Replace Necessity Test
Three major issues were raised during the course of the inquiry, and these are the focus of the report:
- The Committee is concerned that the current list of reservations needs to be strengthened. It recommends that Whitehall look again at the list of the powers to be reserved, with clear guidance provided about the questions departments should ask themselves before deciding whether or not to reserve a power. This exercise should both make the final list of reservations more coherent, and also provide a defensible justification for each decision.
- The report outlines concerns that the arrangements concerning Ministerial consent may be too complex. One aspect of this concerns a delay when the National Assembly request Ministerial consent from Whitehall for Assembly Acts. The Committee has therefore recommended that the final Bill includes a procedure where Ministerial consent will be given by default if no decision has been made within 60 days.
- The Committee recommends that the test of "necessity" in the Bill be replaced. A number of alternatives have been suggested, which the Wales Office is called to assess. The requirement for these tests stems from the unified legal jurisdiction of England and Wales. Evidence was received that called for a separate or distinct legal jurisdiction for Wales, to account for the growing body of Wales only law. Whilst the Committee has addressed these arguments, this is an area where they could not agree unanimously.
Justify list of reservations
In addition to these recommendations, the Committee concluded:
- Discussions which are ongoing between the Wales Office and the Welsh Government on the draft Bill should have concluded prior to its publication.
- A more hands-on approach from the Wales Office in helping Whitehall departments to draw up the list of reservations would have been preferable, with clearer guidance produced. Additionally, each department should have been asked to consult widely and then be challenged as to what they were and were not proposing should go on the list of reservations.

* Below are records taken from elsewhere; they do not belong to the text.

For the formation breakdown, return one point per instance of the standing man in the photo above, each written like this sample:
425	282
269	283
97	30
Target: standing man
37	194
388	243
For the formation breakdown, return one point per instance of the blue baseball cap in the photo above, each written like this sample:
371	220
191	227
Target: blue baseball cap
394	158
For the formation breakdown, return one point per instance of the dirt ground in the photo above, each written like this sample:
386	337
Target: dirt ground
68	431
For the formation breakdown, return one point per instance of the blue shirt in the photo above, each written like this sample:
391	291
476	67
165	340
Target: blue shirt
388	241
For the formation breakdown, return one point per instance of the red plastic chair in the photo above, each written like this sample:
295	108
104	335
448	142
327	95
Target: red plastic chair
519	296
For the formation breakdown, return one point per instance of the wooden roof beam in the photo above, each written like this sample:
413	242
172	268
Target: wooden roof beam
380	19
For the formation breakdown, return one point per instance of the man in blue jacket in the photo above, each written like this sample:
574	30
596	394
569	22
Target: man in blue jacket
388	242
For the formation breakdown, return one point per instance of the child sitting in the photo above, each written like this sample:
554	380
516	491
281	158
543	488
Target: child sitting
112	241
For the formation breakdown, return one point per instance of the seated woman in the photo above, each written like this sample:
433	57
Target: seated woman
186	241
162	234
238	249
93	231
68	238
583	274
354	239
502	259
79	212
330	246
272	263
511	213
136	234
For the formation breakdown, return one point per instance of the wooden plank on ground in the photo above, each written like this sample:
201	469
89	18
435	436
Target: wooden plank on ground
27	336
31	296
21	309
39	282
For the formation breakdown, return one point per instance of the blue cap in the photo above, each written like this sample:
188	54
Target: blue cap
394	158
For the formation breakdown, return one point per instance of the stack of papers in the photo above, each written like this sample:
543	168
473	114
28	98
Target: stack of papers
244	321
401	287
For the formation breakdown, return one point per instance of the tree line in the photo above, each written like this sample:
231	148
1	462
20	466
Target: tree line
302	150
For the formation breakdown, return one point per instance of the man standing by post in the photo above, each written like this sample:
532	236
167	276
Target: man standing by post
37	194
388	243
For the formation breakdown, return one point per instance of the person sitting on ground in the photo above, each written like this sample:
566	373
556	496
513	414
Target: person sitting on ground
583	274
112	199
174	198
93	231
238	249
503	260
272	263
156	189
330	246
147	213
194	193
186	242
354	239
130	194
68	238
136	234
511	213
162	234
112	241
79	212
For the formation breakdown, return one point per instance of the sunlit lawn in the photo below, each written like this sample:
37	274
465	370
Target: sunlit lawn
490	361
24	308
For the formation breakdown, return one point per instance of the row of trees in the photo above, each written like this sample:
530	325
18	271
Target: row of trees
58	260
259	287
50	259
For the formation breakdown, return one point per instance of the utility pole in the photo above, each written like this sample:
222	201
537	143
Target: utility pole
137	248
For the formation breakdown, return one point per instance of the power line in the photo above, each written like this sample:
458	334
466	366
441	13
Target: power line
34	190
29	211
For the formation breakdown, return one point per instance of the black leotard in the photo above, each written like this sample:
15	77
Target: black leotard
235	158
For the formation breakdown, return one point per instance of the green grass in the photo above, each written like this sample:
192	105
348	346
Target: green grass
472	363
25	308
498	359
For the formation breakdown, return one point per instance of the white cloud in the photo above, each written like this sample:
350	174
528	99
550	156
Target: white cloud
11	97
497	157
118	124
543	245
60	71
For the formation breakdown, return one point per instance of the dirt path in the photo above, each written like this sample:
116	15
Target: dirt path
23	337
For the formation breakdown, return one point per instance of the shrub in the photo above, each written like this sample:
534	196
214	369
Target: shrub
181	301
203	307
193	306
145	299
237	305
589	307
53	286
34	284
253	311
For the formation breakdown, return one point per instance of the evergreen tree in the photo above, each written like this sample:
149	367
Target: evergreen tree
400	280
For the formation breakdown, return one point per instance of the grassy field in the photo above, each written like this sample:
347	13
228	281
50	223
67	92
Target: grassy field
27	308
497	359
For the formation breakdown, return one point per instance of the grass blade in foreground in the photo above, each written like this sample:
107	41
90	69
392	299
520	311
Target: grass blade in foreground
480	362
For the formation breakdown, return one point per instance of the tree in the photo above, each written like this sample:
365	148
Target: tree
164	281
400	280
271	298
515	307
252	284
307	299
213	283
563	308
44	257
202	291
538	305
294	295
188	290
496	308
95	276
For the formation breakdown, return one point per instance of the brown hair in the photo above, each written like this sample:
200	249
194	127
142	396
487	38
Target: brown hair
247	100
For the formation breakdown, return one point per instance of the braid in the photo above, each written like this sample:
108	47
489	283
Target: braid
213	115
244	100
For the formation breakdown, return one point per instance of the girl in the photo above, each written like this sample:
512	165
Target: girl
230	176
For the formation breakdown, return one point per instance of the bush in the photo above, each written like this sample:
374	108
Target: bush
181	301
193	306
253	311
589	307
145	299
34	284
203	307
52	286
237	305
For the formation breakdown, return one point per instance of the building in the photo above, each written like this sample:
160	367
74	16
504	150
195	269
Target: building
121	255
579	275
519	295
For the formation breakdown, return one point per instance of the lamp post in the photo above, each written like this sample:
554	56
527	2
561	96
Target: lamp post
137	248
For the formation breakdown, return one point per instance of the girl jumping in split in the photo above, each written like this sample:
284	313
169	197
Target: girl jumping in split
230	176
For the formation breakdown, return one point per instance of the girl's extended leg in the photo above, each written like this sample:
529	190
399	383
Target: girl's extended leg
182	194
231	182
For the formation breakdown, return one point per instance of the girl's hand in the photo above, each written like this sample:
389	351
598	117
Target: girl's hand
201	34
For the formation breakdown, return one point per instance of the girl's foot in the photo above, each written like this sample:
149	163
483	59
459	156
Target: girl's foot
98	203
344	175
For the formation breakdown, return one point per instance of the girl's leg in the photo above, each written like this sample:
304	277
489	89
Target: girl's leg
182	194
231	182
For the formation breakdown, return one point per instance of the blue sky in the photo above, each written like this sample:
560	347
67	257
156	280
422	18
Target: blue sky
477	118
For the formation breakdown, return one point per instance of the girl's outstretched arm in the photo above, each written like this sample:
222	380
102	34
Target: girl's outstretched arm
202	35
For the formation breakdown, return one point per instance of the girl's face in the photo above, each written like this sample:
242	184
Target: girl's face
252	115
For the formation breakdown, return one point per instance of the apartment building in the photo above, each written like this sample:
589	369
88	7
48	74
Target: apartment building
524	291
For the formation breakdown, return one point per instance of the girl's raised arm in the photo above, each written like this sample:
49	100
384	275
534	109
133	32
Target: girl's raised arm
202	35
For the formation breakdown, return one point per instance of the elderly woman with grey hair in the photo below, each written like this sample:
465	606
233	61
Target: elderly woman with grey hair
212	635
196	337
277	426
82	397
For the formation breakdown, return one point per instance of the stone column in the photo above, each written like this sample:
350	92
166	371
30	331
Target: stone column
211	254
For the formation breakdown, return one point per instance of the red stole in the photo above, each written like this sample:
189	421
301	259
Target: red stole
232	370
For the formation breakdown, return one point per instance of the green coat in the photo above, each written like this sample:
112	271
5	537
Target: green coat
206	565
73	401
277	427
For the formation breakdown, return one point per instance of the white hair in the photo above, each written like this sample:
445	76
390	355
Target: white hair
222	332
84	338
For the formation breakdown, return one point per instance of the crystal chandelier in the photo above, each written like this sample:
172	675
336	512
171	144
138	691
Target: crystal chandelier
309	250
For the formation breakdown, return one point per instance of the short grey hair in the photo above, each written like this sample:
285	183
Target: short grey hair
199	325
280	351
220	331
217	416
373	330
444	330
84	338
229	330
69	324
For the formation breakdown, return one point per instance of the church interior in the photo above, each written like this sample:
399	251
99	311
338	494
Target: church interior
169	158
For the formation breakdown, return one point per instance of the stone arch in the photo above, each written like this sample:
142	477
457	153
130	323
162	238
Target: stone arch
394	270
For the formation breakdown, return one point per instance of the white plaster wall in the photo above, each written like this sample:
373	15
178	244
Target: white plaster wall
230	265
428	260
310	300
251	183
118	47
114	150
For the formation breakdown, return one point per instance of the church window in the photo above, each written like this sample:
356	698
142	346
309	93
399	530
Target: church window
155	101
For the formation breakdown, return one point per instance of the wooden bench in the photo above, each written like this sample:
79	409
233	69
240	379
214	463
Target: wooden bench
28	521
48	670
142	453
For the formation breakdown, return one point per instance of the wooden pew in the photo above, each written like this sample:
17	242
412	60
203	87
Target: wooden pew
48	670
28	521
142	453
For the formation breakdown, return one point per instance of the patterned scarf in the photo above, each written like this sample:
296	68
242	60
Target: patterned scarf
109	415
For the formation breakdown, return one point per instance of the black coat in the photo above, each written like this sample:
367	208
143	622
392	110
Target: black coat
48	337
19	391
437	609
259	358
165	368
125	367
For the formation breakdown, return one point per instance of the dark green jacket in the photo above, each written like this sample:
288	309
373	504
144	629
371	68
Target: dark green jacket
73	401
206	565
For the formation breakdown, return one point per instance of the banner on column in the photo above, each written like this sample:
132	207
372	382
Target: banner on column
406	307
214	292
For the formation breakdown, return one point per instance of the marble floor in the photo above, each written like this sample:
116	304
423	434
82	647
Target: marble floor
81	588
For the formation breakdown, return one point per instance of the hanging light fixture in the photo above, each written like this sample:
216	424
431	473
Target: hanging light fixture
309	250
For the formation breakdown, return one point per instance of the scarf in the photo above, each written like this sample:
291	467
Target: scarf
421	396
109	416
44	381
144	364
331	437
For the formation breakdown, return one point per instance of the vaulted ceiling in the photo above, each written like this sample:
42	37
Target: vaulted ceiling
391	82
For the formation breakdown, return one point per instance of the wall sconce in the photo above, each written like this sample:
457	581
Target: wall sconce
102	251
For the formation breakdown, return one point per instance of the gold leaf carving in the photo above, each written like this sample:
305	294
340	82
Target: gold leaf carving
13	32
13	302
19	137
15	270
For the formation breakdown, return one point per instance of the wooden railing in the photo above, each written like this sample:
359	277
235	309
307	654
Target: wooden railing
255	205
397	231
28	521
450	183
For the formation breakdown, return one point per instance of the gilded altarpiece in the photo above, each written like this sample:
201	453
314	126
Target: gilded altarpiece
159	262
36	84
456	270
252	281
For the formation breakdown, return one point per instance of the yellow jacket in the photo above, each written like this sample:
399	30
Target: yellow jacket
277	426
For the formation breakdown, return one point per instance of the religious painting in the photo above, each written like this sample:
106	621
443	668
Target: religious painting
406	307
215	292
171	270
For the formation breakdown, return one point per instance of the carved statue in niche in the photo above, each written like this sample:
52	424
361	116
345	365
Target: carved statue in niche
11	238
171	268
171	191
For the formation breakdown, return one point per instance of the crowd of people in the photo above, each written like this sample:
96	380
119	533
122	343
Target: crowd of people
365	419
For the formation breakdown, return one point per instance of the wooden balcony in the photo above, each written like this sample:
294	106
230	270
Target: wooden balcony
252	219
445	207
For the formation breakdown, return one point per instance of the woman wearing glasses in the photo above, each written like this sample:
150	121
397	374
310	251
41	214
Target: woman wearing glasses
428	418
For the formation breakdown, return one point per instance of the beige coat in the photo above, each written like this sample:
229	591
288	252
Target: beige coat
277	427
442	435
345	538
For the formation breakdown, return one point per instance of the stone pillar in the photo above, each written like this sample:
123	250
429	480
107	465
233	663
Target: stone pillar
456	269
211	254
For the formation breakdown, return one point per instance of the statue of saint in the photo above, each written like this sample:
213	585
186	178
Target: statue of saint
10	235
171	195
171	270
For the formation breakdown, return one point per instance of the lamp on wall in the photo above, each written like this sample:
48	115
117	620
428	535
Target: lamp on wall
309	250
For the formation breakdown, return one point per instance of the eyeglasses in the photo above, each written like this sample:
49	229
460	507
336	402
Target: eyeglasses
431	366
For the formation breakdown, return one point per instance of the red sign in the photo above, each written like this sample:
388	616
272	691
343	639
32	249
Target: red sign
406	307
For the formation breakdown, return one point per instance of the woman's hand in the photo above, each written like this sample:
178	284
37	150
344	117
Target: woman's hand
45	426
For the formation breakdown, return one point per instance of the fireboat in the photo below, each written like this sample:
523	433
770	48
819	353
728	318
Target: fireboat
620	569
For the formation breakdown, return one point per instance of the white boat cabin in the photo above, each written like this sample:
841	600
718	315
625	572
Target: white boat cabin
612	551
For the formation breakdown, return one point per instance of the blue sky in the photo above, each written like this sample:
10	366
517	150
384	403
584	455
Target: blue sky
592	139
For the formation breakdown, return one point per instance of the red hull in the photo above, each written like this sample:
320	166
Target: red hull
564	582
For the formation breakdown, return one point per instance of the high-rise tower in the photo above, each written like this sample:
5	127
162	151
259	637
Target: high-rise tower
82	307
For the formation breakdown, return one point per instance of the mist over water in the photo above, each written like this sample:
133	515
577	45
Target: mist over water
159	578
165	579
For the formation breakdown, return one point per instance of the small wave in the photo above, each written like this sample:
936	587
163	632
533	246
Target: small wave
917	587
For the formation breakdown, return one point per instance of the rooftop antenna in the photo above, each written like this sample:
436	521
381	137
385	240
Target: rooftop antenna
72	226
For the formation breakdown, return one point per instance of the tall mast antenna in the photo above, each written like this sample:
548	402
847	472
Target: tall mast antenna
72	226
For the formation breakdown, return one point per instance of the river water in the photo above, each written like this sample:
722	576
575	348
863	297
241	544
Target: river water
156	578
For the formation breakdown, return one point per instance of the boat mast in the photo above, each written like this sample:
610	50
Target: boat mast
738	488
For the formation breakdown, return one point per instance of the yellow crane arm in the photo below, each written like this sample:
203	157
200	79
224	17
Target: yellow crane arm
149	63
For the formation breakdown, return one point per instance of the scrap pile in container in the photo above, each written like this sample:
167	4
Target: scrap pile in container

- It is important that the list of reservations is justifiable as a whole, so as to satisfy the National Assembly of Wales, which will be asked to pass a Legislative Consent Motion for the Bill. Each subject will also have to be individually justifiable as they will be scrutinised during the Bill's passage. This pre-legislative process will have kick-started that process, which should help overcome these future challenges.
- The inclusion of the ‘necessity test’ in the Bill will cause difficulties and is the wrong test. Its application is uncertain but it risks creating too high a threshold for the Assembly to reach before it can legislate
- The National Assembly needs clarity about which public bodies it can legislate for. We recommend that the UK and Welsh Governments offer indicative lists of bodies which they consider that the National Assembly can legislate for. The aim should be to produce an agreed list alongside the Bill, which can be used as a guide, and can help to avoid future disagreement.
- The announcement, that the power to set rates of income tax to be paid by Welsh taxpayers would be devolved without requiring a referendum, was a key change in policy. We regret the fact that due to the timing of that announcement, the Committee did not have the opportunity to properly scrutinise this.